Hanyang Zhao

I am a fourth(final) year Ph.D. candidate at the Department of IEOR of Columbia University advised by Professor Wenpin Tang and Professor David D. Yao. Prior to my Ph.D. study, I obtained my B.S. degree in Mathematics at Fudan University and my M.S. degree in Financial Engineering also at Columbia. I also spent two wonderful summer doing research internships at Netflix (2025) and Capital One (2024).

My research has mainly focused on reinforcement learning (RL) and generative models (both LLMs and diffusion model). I try to enhance the design space of algorithms from first mathematical principles and by leveraging the structural properties of the underlying models. Some of my prior works on both theoretical and practical sides include:

(1) Efficient and effective off-policy RL for enhancing dLLMs reasoning [DiFFPO];
(2) RL in continuous time and space theory for policy optimization [CT-PPO] and applications on fine tuning diffusion models [Score as Action];
(3) Generalized preference modeling/optimization using Mallows-ranking model beyond Bradley-Terry [MallowsPO];
(4) Unified perspective on the design space of offline RLHF algorithms [RainbowPO].
(5) Noise schedule design and convergence analysis of diffusion models: [CDPM],[Tutorials].
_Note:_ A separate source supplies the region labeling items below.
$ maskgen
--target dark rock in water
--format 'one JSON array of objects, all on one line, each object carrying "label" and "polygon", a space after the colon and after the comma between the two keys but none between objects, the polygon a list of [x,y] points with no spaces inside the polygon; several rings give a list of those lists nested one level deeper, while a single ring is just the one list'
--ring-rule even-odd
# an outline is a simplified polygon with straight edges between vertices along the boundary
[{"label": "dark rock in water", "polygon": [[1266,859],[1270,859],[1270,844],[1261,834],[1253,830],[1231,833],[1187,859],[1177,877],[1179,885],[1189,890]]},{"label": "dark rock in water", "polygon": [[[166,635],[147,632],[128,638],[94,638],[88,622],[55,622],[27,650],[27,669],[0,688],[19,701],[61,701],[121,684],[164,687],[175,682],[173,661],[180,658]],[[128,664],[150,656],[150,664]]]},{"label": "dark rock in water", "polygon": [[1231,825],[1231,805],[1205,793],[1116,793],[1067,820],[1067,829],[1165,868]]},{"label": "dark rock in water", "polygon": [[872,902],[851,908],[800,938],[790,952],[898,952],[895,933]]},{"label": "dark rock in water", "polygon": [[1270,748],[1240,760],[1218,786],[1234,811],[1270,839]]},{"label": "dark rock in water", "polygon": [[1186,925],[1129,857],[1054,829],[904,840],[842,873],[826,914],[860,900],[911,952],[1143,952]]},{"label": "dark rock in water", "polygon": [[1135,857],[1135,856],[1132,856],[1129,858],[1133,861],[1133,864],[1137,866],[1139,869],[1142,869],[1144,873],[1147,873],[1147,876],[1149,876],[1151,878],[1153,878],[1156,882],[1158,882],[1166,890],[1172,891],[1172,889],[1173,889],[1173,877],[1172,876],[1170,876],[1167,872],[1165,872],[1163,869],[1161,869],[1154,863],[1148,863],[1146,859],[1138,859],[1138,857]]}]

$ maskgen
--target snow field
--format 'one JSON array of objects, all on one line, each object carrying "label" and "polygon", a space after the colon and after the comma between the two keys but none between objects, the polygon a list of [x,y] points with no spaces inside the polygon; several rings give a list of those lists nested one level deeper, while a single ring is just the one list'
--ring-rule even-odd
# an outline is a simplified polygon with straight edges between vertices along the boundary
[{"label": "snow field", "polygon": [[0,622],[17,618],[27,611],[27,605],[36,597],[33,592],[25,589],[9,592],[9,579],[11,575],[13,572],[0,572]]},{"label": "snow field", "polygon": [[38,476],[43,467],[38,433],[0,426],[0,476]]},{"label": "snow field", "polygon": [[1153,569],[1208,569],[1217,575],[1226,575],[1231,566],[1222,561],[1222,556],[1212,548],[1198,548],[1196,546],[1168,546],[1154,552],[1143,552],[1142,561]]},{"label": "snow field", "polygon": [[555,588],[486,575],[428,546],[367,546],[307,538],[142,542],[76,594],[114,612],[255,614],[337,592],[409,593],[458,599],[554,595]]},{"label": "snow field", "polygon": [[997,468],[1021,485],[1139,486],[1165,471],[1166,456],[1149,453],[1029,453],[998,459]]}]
I am now on the industrial job market! I am looking for researcher opportunities working on AI. If you think that I am a potential good fit, please email me at hz2684 AT columbia DOT edu.

News

Oct 17, 2025	Delighted to be selected as the NeurIPS 2025 Top Reviewer!
Oct 01, 2025	Our paper, Diffusion Fast and Furious Policy Optimization (DiFFPO), an efficient and performant RL algorithm for dLLM post training is now available on arxiv! We use off-policy RL and sampler joint training to naturally incentive better(furious) and faster reasoning capability of dLLMs. (Yes, I am indeed a big fan of Fast&Furious series…)
Sep 23, 2025	A short version of our dLLM post training paper is accepted by NeurIPS 2025 Efficient Reasoning workshop.